Corporate sustainability is not going away – despite the noise

Amid these policy reversals, political shifts and regulatory revisions, you could be tempted to think that corporate sustainability is losing ground. But that simply is not the case.

Across the world, the trajectory towards low- or no-carbon business models continues. The underlying drivers behind corporate sustainability remain unchanged: climate volatility is increasing, supply chains are more complex and stakeholders – from investors to customers to regulators – expect transparency on how companies manage these risks.

You may see some organisations adjust their narratives to avoid public, legal and political backlash, a phenomenon often referred to as ‘greenhushing’, but the work continues behind the scenes.

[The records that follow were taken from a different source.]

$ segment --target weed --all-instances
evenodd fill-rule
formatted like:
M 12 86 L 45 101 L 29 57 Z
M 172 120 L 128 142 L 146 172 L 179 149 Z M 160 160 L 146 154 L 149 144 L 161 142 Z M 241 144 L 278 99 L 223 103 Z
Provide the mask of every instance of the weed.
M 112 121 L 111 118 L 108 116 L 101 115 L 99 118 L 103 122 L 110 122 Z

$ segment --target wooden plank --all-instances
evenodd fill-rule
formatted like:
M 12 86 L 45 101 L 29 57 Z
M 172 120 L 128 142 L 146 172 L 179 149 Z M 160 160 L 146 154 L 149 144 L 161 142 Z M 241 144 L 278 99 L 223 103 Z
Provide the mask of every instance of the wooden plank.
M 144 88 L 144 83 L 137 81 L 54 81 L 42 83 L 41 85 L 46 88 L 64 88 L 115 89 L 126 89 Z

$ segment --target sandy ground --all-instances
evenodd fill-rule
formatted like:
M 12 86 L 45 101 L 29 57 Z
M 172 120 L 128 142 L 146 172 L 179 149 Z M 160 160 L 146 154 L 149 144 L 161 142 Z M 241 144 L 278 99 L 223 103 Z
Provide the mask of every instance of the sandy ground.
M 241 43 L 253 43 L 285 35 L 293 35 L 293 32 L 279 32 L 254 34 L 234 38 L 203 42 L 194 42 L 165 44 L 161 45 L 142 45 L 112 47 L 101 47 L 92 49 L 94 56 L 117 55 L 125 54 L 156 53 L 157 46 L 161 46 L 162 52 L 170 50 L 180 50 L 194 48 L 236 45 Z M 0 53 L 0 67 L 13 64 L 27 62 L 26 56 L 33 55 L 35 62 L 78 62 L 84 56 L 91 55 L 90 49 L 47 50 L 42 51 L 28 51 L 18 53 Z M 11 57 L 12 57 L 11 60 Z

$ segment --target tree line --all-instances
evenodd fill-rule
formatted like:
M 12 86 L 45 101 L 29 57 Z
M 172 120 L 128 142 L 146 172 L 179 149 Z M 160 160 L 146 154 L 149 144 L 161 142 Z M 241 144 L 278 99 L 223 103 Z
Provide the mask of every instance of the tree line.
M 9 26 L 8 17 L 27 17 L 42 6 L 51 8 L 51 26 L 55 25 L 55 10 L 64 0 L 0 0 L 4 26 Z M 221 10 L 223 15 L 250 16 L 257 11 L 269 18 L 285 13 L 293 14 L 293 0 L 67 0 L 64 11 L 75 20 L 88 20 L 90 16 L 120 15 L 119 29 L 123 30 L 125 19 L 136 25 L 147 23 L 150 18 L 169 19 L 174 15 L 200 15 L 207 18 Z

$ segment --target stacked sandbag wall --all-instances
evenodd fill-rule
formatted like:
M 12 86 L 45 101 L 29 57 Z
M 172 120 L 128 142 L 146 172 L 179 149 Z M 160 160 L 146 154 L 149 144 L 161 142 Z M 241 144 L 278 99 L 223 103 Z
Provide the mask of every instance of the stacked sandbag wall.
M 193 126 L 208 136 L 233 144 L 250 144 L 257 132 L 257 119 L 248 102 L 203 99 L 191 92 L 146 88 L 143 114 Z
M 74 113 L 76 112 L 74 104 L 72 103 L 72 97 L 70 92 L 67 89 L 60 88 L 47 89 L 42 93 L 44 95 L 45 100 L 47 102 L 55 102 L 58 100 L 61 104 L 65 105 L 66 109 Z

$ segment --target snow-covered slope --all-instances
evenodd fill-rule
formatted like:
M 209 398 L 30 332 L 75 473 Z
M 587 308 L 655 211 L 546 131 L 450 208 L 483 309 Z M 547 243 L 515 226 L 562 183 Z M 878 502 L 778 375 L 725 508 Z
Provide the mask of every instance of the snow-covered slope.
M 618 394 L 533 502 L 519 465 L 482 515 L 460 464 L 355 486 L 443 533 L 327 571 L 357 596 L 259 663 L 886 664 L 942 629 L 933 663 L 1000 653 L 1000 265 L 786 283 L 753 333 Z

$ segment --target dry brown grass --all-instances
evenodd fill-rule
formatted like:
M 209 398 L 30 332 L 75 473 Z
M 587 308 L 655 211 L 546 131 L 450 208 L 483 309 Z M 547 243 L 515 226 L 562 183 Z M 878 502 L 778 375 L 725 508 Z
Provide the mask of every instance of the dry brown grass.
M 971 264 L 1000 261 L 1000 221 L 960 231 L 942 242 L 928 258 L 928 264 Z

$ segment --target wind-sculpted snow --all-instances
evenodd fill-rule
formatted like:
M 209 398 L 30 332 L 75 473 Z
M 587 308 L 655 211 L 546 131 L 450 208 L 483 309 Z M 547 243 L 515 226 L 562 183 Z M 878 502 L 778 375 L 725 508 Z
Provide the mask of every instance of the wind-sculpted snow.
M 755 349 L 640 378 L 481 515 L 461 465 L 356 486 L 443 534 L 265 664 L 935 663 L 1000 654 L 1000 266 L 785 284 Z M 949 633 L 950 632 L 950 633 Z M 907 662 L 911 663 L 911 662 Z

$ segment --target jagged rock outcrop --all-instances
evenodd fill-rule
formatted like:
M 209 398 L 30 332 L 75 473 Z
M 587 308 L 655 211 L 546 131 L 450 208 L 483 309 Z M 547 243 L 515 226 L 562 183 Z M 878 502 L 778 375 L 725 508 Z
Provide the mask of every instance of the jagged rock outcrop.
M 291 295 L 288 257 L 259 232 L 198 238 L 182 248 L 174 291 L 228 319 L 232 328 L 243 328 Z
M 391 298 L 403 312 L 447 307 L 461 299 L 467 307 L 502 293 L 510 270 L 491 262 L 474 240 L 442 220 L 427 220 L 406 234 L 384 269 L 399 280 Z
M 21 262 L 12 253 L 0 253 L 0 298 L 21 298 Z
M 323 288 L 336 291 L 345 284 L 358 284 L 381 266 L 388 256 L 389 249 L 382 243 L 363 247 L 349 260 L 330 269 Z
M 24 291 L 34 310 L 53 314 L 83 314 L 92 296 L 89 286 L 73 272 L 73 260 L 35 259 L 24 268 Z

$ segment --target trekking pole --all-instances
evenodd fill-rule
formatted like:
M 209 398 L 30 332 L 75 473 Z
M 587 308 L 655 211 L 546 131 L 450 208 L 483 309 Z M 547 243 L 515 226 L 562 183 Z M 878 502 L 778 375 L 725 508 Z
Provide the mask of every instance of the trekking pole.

Many countries are leading with a ‘climate first’ approach as they adopt the International Sustainability Standards Board’s (ISSB) sustainability disclosure standards – IFRS S1 and IFRS S2. Most are allowing a grace period during the initial application of IFRS S2 before IFRS S1 is required for reporting on all other sustainability related risks and opportunities that may affect an organisation’s performance and prospects.

This is part of a wider global shift: momentum is strengthening internationally, with nearly forty countries publicly endorsing or committing to the ISSB’s IFRS S1 and S2 standards as of January 2026, representing nearly 60% of global GDP.

As this phased adoption continues, it is expected to extend into nature and human capital-related reporting, with the ISSB set to issue an exposure draft on its nature-related standard setting activities ahead of October’s COP17 on biodiversity in Armenia.

What this means for finance and accounting professionals

For finance and accounting professionals, this evolving landscape is bringing new responsibilities, but also new influence.

Finance will be at the heart of sustainability

As sustainability reporting becomes more integrated with financial reporting, finance teams will lead the work of verifying data, building internal controls and ensuring that sustainability‑related risks and opportunities are captured accurately. This is a significant expansion of scope – and a natural extension of the profession’s strengths in rigour, materiality and assurance.

Assurance will rapidly expand and diversify

Demand for credible sustainability information is pushing assurance to the forefront. In the UK, a voluntary registration regime may become mandatory over time, raising expectations for the competence and quality of service providers. In the EU, limited assurance will be required by mid-2027. This creates an opportunity for audit firms and independent assurance providers alike to develop new services and deepen client relationships.

Connecting sustainability to financial performance becomes essential

Boards and investors increasingly want to understand how sustainability issues – climate exposure, labour practices, biodiversity risks – translate into cash flow, asset valuation, capital allocation and long‑term resilience. Finance professionals will be expected not just to report data but to interpret it. Those who can connect the dots between sustainability performance and financial implications will be central to strategic planning and value creation.

The UK’s adoption of SRS is more than a reporting development; it is a signal that sustainability has moved from the margins into the mainstream of business and financial decision‑making. Amid global uncertainty, this shift presents an enormous opportunity for the finance and accounting profession.

As sustainability information becomes more consistent, comparable, and investor‑relevant, the profession stands at the centre of translating that information into insight and action. This is a moment for finance professionals to lead – not only in technical reporting and assurance, but in shaping resilient, long‑term business strategies that deliver value for organisations, economies and society.

Frequently asked questions

  • What's the impact of UK's Sustainability Reporting Standards (SRS)?

    UK has taken a clear step forward with the SRS by providing a clear and practical framework for reporting material information about sustainability-related risks and opportunities.